The claims of an animus against blacks and the aborigines of Australia and that their extermination is justified are unfounded.

Indeed, West's selective citations do not support claims that Darwin's prejudice against non-whites was any more harmful than, say, the claim that G.K. Chesterton's prejudice against Jews amounted to the kind of murderous anti-Semitism that led Hitler to gas six million of them.

The claim that Darwin was an enthusiastic supporter of the term "survival of the fittest" fares no better. Denis Alexander's point in the video West cites is entirely correct. In fact, Darwin's younger colleague Alfred Russel Wallace, who for religious reasons was a more vociferous proponent of man's special status in the order of nature, was also a more enthusiastic proponent of "survival of the fittest" in the scientific literature. But Darwin did not want the distinction between artificial and natural selection to be blurred, so he was very careful about how often the term "fittest" should be employed.
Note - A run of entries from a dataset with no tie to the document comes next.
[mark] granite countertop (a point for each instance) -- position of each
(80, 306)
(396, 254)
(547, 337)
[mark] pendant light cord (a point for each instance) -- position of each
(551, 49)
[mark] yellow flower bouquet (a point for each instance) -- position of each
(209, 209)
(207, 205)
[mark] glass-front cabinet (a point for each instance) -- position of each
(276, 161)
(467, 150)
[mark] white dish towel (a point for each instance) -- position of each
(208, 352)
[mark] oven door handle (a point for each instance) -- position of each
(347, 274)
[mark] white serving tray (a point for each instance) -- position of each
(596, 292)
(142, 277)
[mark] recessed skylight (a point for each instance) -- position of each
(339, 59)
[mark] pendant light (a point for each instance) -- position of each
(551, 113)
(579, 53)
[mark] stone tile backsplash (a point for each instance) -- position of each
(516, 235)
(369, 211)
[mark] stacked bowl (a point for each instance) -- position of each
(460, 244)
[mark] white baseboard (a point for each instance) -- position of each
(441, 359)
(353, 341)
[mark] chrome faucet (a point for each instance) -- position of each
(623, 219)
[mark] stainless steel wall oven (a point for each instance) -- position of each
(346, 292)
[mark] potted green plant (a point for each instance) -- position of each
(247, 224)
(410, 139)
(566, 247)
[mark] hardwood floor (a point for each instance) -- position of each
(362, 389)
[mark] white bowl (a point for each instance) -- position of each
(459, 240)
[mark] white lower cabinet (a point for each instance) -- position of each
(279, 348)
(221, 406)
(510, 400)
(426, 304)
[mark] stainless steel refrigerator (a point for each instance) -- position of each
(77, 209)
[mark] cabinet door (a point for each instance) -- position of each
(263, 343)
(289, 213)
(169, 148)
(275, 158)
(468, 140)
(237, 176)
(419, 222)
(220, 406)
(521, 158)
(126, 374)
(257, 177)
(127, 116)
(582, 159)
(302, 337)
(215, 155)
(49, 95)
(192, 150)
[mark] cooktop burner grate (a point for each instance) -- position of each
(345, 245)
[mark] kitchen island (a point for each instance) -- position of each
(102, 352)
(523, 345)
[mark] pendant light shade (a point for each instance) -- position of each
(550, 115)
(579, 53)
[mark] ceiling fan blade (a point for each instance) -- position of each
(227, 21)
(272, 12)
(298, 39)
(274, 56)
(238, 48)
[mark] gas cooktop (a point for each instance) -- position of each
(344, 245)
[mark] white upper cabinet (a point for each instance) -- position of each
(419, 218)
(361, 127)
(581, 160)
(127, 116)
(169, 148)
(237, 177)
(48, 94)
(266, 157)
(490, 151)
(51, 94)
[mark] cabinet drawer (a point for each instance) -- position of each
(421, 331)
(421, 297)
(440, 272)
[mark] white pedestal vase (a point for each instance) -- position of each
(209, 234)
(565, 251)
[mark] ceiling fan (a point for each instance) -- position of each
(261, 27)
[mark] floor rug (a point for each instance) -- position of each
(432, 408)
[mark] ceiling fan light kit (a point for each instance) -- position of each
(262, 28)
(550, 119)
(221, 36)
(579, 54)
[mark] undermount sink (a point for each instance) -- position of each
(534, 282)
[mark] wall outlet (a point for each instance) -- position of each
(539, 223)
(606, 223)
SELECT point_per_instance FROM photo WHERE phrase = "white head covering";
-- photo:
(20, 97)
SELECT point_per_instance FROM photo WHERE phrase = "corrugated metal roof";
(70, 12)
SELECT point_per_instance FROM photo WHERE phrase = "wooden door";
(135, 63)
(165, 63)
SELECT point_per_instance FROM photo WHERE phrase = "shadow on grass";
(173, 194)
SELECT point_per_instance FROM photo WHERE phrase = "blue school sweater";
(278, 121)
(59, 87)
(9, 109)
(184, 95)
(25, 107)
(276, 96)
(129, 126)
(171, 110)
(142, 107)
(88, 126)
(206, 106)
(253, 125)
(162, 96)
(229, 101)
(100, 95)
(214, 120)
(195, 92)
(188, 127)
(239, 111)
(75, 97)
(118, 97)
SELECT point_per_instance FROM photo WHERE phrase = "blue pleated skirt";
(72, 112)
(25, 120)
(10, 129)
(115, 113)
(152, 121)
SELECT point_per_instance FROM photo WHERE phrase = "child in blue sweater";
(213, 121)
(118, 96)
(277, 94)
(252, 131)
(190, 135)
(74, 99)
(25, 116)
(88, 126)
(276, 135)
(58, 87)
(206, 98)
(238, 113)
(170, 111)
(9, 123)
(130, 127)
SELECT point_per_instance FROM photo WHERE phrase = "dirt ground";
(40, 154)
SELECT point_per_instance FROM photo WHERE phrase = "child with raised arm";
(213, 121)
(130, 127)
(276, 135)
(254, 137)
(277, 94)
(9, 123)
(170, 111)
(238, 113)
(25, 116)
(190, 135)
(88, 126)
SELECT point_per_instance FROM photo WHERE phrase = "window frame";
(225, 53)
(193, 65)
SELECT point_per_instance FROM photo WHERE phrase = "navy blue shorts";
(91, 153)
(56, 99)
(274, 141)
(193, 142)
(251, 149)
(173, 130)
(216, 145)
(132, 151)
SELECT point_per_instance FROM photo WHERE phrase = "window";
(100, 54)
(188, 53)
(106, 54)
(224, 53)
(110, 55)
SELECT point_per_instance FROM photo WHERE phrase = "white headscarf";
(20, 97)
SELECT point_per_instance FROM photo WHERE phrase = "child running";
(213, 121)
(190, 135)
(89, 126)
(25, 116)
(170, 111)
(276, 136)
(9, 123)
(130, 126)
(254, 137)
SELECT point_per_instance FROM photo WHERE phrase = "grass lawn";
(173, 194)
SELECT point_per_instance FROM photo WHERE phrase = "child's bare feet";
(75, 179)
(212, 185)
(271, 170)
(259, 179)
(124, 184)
No doubt this is an historical detail that West does not want to get in the way of a good talking point. A more scholarly treatment of how ideology abuses science can be found in Biology and Ideology: From Descartes to Dawkins, a collection of historical essays edited by Alexander and Ronald Numbers.

So, what is one to make of these ceaseless ideological attacks on Charles Darwin? Apparently, having failed at the Dover Trial to get their revised "intelligent design" philosophy into public school science classes, the Discovery Institute now resorts to the only strategy they have left to undermine science and science education: smear the character and the motives of the founders of evolutionary biology.